What is Old is New – What is New is Old – Setting and Demonstrating Clear Expectations
February 10, 2017
I was reminded this week by an incident at one of the companies that I visited of a moment from my past.
As some of you are aware, in a former life, I worked with Burger King International. While visiting one of the restaurants in the United Kingdom, I observed a team member working the fry station. He was a new hire and as I watched, the manager came over to join me. I asked him about the new guy, his name was Robert. Speaking with the manager, I discovered Robert had never worked in food service before and that the fry station was the first position he had been trained on.
Additionally, the manager indicated that he had spent time training Robert on the station. I continued to question him about the training. With this all said, I pointed out to the manager, that if Robert has never worked in a restaurant before, that he had never operated fry equipment, and that the manager set the expectations and conducted the training, why was Robert doing it wrong? That is when true confessions came out.

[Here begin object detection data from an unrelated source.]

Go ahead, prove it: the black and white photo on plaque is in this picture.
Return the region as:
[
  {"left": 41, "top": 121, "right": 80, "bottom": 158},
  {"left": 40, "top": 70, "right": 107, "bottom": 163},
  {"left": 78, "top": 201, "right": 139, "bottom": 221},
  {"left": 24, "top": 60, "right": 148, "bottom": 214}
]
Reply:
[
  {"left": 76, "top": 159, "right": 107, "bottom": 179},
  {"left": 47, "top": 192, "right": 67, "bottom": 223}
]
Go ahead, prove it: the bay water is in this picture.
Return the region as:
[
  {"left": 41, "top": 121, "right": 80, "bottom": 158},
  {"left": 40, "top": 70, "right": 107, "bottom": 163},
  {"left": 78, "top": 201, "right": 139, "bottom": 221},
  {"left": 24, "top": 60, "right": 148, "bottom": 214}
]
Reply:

The manager confessed that Ian had actually trained Robert. I verified that this was the same Ian that the manager had complained about and was about to let go because of poor performance. Yes, it was. With this said, I pointed out that now the restaurant had two Ians!
Moral of the story, if you do not set and demonstrate your expectations, don’t be surprised if they are not met.
Thirty years later, two new products were being introduced by the company I was visiting. However, the management focused on numbers relayed to them by their computers relying on their assistants to implement the rollout, and guess what? Surprise, Surprise there were a number of problems that will require additional resources to correct, thus impacting productivity and profitability of the business. If the managers had taken less than an hour of their time to review their expectations, demonstrate the process, and have the team members implement it while observing, they would have had a successful rollout of their products, saving approximately 100 hours of labor a cost taken straight from the bottom line.
Computers are wonderful tools, but that is their only function as a tool to help monitor the business, they are not a substitute for not being involved personally in the business and working with your people.
There is a lot to be learned from the past that assures a successful future.